Sosyoloji, Türkçemizde “Toplumbilim” olarak karşılık bulmaktadır. Fransızca kökenli bu sözcük, günümüzün en önemli bilimlerinden birini ifade etmektedir. Sosyoloji, insanın, toplum yaşamının, insan gruplarıyla toplumların bilimsel olarak incelenmesi demektir. Fakat tek bir cümlede basite indirgemek hata olup, sosyoloji kavramını anlatmak için yeterli değildir. Bunun için yüzlerce kitap, binlerce makale kaleme alınmaktadır.
Sosyoloji Bölümü, toplumsal davranış, olay ve olguların her yönüyle incelendiği, toplumsal kurumların köken ve gelişmelerini, işlev ve birbirleriyle olan ilişkilerini konu edinmekte ve bu alanda eğitim-öğretim sunan, araştırmalar yapan bölümdür. Bu bölüm mezunları, Sosyolog unvanıyla görev yapmaktadır. Sosyologlar, aile, suçluluk, endüstri ve tarım sorunları, nüfus bilimi, sosyal çevrebilim ve siyaset hukuk sosyolojisi gibi alanlarda uzmanlık kazanabilmektedirler. Türkiye koşullarında sosyologlar üniversitelerin Sosyoloji bölümlerinde öğretim üyesi olarak görev yapabilmektedir.
Sosyoloji Bölümünün Amacı
Bu bölüm programının amacı toplumsal kurum ve bunların kökeni, gelişmesi, işlev ve birbirleriyle olan ilişkileri üzerine çalışmalar yapabilecek uzman elemanlar ve araştırmacı akademik uzmanlar yetiştirmektir.
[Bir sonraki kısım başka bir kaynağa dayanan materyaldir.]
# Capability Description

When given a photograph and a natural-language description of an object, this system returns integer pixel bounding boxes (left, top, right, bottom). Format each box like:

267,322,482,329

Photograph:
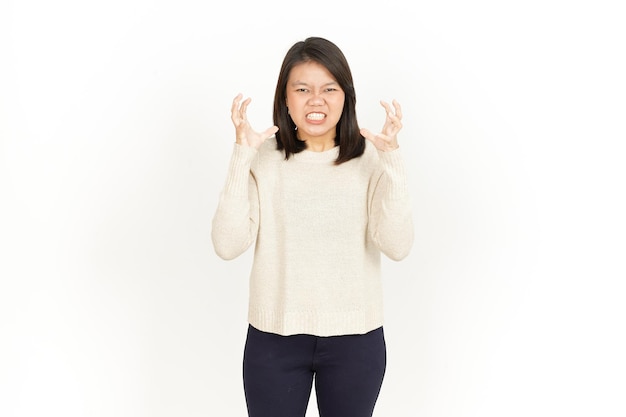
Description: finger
360,128,376,142
230,93,243,122
392,99,402,120
380,100,393,116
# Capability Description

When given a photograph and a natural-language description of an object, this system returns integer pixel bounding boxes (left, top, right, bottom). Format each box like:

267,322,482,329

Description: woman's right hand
230,94,278,149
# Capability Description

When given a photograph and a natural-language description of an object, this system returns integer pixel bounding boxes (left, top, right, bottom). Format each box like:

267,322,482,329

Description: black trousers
243,326,386,417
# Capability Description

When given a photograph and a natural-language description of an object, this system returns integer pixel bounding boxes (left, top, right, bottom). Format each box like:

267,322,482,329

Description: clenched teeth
306,113,326,120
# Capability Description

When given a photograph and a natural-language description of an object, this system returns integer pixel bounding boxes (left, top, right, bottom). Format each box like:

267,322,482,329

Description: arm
211,144,259,260
361,100,413,261
211,94,278,259
368,150,414,261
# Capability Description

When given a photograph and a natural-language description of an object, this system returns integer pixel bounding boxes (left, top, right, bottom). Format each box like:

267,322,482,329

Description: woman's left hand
361,100,402,152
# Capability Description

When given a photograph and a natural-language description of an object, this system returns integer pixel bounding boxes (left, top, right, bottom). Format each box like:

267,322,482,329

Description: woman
212,37,413,417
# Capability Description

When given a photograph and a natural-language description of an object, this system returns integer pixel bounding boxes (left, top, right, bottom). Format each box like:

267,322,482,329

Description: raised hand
361,100,402,152
230,94,278,149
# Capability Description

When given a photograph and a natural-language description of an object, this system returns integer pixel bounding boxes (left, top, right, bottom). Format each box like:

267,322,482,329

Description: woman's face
287,62,345,142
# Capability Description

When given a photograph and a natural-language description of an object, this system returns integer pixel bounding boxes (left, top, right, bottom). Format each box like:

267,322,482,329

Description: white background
0,0,626,417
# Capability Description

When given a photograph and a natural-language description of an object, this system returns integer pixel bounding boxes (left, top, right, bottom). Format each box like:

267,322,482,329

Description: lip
305,111,328,124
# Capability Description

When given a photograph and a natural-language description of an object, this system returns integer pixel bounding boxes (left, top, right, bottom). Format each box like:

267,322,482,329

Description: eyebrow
291,81,339,87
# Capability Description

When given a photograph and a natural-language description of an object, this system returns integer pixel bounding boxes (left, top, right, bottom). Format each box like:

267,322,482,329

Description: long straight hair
274,37,365,165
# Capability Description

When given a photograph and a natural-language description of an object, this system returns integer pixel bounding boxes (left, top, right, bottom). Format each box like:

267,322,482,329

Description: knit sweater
211,138,413,336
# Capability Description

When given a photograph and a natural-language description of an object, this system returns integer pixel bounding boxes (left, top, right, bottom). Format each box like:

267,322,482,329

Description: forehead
289,61,337,84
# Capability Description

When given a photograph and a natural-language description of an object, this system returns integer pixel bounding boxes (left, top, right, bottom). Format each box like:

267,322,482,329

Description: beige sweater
212,138,413,336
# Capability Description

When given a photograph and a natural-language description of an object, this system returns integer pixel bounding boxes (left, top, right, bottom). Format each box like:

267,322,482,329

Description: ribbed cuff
378,148,409,200
224,143,258,197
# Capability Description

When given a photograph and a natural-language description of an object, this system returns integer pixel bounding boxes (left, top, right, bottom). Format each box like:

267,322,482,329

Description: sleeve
369,149,414,261
211,144,259,260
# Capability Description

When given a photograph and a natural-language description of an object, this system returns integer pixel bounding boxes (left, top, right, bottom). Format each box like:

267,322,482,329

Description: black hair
274,37,365,165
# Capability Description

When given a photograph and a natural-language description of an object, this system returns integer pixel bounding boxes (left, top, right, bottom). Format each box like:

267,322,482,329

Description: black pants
243,326,386,417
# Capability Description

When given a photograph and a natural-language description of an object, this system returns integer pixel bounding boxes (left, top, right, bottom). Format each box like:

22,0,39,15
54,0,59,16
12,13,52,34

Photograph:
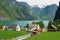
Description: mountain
54,2,60,21
42,4,58,20
32,4,58,20
0,0,39,21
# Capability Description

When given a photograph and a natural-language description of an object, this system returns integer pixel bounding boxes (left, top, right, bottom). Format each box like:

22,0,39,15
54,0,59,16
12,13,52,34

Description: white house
29,24,41,31
16,25,21,31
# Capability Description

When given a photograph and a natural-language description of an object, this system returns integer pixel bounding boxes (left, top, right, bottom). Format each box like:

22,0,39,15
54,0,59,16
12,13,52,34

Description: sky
17,0,59,8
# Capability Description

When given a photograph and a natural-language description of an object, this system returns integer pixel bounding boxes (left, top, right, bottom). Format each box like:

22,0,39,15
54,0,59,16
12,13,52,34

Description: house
42,28,47,32
29,24,41,34
3,24,20,31
47,25,58,31
16,25,21,31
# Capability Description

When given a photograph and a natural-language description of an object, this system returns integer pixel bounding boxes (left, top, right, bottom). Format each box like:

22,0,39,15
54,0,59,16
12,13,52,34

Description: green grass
25,32,60,40
0,31,27,40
Ayrıca kendi bünyesinde sosyoloji alanına dair önemli araştırma ve çalışmalar yapmaktır.
Sosyoloji Bölümünde Okutulan Başlıca Dersler
Sosyoloji Bölümünde genel sosyoloji ve yöntembilim ile kurumlar sosyolojisi, uygulamalı sosyoloji dersleri başta olmak üzere sosyoloji tarihi, sosyal değişme, psikoloji ve felsefe, köy sosyolojisi gibi dersler okutulmaktadır. Ayrıca hukuk, bilgisayar, ekonomi, istatistik ve yöntembilim dersleri de önemli yer tutar.
Sosyoloji Bölümü Okumak ve Bu Alanda Görev Yapmak İçin Gerekli Nitelikler
Sosyoloji alanında görev yapacak kimselerin iyi bir gözlem ve araştırma yeteneğine sahip olması gerekir. Ayrıca verileri çok iyi yorumlayabilmesi, soyut ve analitik düşünme, düşüncelerini söz ve yazıyla en iyi şekilde ifade edebilmesi gerekmektedir. Sosyoloji bölümüne girmek, bu alanda çalışmak isteyen bireylerin sosyoloji alanıyla beraber Türkçe, Tarih, Coğrafya, Psikoloji ve Felsefe alanlarına da ağırlıklı ilgi göstermesi ve bu alanlarda da yeterli olması gerekir. Bunun da ötesinde birçok sosyal bilim ve sosyolojik yöntemlerin uygulanabilmesi için matematik bilgisi ve yeteneği de gerekmektedir. Bu sebepledir ki sosyoloji alanında kendisini yetiştirmek, çalışmak ve gelişim göstermek isteyen kişilerin matematiğe de önem vermesi adeta zorunluluk teşkil eder.
Sosyoloji Bölümü Mezunlarının Unvan ve İşleri
Sosyoloji Bölümünden mezun olan bireyler, “Sosyolog” unvanıyla göreve başlarlar. Toplumda, grup yaşantısından kaynaklı ortaya çıkan sosyal ilişkileri, tarihsel belgeleri inceler ve gözlem – görüşme gibi yöntemlerle sahada araştırmalar yaparlar. Ortaya sorunları çıkarıp, tespit etmeye çalışırlar. Eğitimciler, yasa belirleyici ve koyucular ile planlama uzmanları için toplum yapısına dair bilgi-veri toplar, bunları en uygun yöntemlerle yorumlarlar. Sosyologlar, aile, nüfusbilim, endüstri ve gıda sorunları, suçluluk, siyaset ve hukuk sosyolojisi veya sosyal çevrebilim gibi farklı sosyoloji alanlarında uzmanlık kazanabilmektedir.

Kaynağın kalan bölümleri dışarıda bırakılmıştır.